When God came to earth as a man, Jesus continued to show us that our Lord likes to celebrate with food. Jesus never got wild or out of control, but he was always open to attending a dinner party. He attended the wedding of his friends at Cana, a banquet with tax-collectors and sinners that Matthew threw in his honor, and even dinner at the homes of some of the Pharisees, who didn’t particularly like him. A few even accused him of being a drunkard and a glutton because he ate and drank so freely with people during his earthly ministry.

It shouldn’t surprise us, then, that when the early Christians started to put together their worship schedule to celebrate the things Jesus did to save us, feasting was something they had in mind. Usually we simply call it Christmas when we celebrate Jesus’ birth. But the more formal name for this in the church calendar is “The Feast of the Nativity.” Sometimes even less significant events were thought of as “feasts.” Maybe you never thought about the meaning or significance of these words from a song you hear around Christmas: “Good King Wenceslaus went out, on the Feast of Stephen.” The day the church set aside to remember the first New Testament Christian to give his life for Jesus was described as a Feast day.

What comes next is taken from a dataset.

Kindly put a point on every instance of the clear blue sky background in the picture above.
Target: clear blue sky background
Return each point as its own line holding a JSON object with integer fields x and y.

So the Lord is announcing a new feast here in Isaiah. It anticipates Jesus’ empty tomb. It celebrates God’s victory over death, and our resurrection from the dead. Isn’t that an unquestionably happy thought? And doesn’t this whole idea of feasting teach us something about the faith we believe? Somehow we Christians have managed to give people the idea that this faith is a sour, gloomy religion. The main thing about being Christian, we seem to communicate, is that we should feel bad about ourselves, and give things up, and not enjoy life very much.

It is true that God wants us to repent of our sins, and we have plenty of sins of which to repent. But the main thing about sin is that God forgives it! We are free, and he doesn’t ask us to pay a thing. I don’t deny that our Lord warns us not to cling too tightly to this world and the parts of it that give us pleasure. But it still pleases him when his children enjoy his gifts with thankful hearts. And as our senses fade and fail, and he takes away our ability to enjoy one thing or another, he does so only because he is going to give us better things, vastly better things, immeasurably better things, in the future home he has prepared for us. There is a happy tone, something to celebrate, in grace and heaven.

So get out the good china, splurge on your favorite delicacies, raise a glass in thankfulness for God’s saving love. A sour, gloomy life simply doesn’t fit.